– Я подобрал сей адамант под цвет Ваших божественных глаз, – счел нужным пояснить очевидное Леонард.
Богиня повернулась, вся лучась счастьем.
– По Вашему, мне идет?
«Идет! Бежит в припрыжку!» – подумал Леонард и, наклонившись, нахально поцеловал возвращенную любимую в дэкольтэ, рядом с драгоценностью.
Любимая не возражала: за большие-то деньги пусть целует, куда хочет!
Тут вернулся переодевшийся в сухое Петр Иоганнович, радостно сообщивший, что избежал ожога. Ванда с видом раскаявшейся грешницы чмокнула мужа в лысину, отчего тот совсем расцвел. Поручик ощутил муки ревности, но виду не подал. Во, какая сила воли! Чтобы даже по блеску очей полковник не догадался о шторме в душе, поспешно откланялся. Уходя, украдкой показал баронессе оттопыренный вверх средний палец – их тайный знак, обозначающий свидание в полночь. Опустив густые ресницы, та дала понять, что придет.
Ночное свидание прошло как нельзя лучше! Оборудование, давшее осечку из-за брома, работало бесперебойно, мощно и неутомимо. Оба остались довольны друг-другом. Грустил только извозчик Емельян, по неопытности не успевший уклониться после извлечения клизмы из кобылы, и угодивший под извержение навоза. Но горюнился он только до момента расплаты: военный барин дал не один золотой, как обычно, а два!
«Благодетель! Милостивец! Кормилец!» – восторженно думал он, едучи домой и трогая языком червонцы за щекой, – «Да за два-то десятка целковых я… что хошь!»

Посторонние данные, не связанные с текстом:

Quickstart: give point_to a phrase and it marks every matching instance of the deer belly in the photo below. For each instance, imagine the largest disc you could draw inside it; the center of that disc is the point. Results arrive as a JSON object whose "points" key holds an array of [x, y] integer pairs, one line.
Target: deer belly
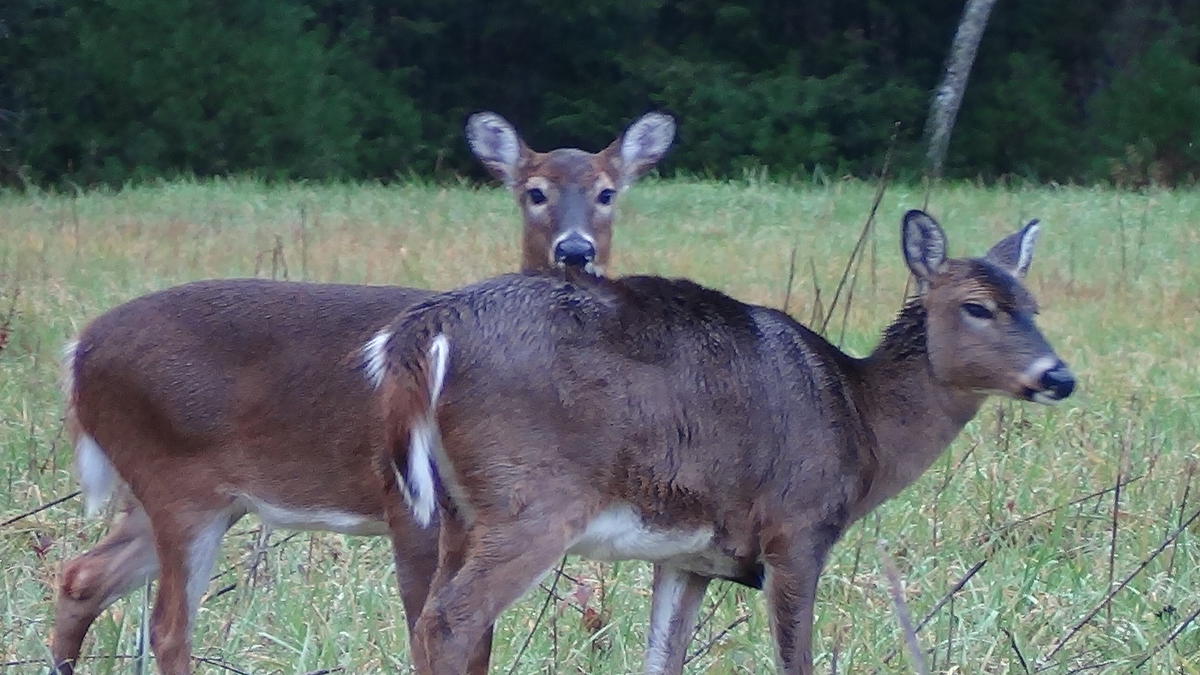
{"points": [[309, 518], [619, 533]]}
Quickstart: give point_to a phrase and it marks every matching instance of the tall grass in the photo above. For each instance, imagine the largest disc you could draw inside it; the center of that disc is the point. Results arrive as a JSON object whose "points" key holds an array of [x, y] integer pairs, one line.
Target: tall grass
{"points": [[1116, 274]]}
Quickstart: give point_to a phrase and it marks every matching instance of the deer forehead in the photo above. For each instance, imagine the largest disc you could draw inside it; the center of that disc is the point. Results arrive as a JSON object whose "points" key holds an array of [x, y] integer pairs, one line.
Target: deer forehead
{"points": [[569, 166], [979, 281]]}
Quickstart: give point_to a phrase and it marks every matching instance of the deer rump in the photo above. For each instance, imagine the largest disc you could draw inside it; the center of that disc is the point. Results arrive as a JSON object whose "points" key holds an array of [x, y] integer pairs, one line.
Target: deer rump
{"points": [[673, 412]]}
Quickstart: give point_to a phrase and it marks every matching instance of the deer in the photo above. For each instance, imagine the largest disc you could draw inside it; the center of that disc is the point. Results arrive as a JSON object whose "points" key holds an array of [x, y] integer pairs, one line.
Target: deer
{"points": [[655, 419], [215, 399]]}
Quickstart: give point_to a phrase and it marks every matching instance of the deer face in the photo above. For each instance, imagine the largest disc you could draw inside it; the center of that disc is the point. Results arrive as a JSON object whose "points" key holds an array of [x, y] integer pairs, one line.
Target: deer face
{"points": [[568, 196], [981, 334]]}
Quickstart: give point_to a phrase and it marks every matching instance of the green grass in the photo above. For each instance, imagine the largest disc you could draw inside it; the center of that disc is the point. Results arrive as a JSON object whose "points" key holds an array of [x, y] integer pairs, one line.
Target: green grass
{"points": [[1116, 275]]}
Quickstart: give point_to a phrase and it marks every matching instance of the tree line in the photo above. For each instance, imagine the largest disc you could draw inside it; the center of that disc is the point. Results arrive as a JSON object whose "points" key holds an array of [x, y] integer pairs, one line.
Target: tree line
{"points": [[109, 91]]}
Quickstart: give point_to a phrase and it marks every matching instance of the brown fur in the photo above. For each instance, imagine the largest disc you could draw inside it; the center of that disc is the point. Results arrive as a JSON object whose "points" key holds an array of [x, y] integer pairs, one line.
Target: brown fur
{"points": [[564, 400], [208, 392]]}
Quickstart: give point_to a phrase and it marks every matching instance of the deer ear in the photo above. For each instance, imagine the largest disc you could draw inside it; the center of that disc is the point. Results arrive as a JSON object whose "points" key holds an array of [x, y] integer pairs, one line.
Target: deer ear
{"points": [[642, 145], [497, 145], [1015, 251], [924, 246]]}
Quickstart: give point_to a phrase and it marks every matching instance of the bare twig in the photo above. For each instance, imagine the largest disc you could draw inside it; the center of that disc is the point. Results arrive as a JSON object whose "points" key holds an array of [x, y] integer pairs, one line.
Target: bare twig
{"points": [[903, 615], [952, 592], [1122, 467], [220, 664], [791, 278], [545, 605], [1012, 643], [1121, 586], [1019, 521], [867, 230], [40, 509], [817, 310], [717, 638], [1169, 639]]}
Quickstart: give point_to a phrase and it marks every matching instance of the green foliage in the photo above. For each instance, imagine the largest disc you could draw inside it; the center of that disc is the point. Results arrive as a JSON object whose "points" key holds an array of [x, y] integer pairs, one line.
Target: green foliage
{"points": [[1021, 124], [1149, 119], [117, 90]]}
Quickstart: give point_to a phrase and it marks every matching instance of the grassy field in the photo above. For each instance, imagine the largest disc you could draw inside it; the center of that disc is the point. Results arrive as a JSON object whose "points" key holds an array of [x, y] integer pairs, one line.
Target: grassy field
{"points": [[1026, 490]]}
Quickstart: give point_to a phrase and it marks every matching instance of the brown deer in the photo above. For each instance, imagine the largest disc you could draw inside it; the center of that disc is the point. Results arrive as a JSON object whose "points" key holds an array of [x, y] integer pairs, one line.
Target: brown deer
{"points": [[217, 399], [654, 419]]}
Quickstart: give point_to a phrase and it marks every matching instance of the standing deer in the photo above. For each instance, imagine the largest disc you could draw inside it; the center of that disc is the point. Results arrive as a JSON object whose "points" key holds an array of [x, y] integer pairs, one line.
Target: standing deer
{"points": [[217, 399], [654, 419]]}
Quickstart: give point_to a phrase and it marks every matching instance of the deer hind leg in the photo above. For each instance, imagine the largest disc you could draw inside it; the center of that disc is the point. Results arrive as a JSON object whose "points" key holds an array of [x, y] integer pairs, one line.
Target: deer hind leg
{"points": [[187, 543], [793, 567], [673, 608], [123, 561], [498, 565], [451, 549]]}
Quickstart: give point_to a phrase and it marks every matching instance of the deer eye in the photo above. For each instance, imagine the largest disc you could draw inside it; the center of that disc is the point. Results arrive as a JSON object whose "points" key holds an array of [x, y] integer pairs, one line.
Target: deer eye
{"points": [[978, 311], [535, 196]]}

Приехав домой, велел жене поставить себе клизму. На всякий случай, чтобы загодя привыкать – вдруг барин потребует!
Глава шестая
Дни снова потекли безмятежной чередой. Свидания с Вандой восстановили регулярность, которая облегчалась периодическими запоями Петра Иоганновича. Прекрасно иметь любовницей самую красивую женщину в мире! Но и дорого, да! Ванда Леопольдовна уже через десять дней после примирения потребовала восемь тысяч на два вечерних платья, в которых собиралась блистать на балу «Встреча Зимы» у генерала-губернатора. Деньги таяли, и восполнить запас финансов до должного уровня не было никакой возможности.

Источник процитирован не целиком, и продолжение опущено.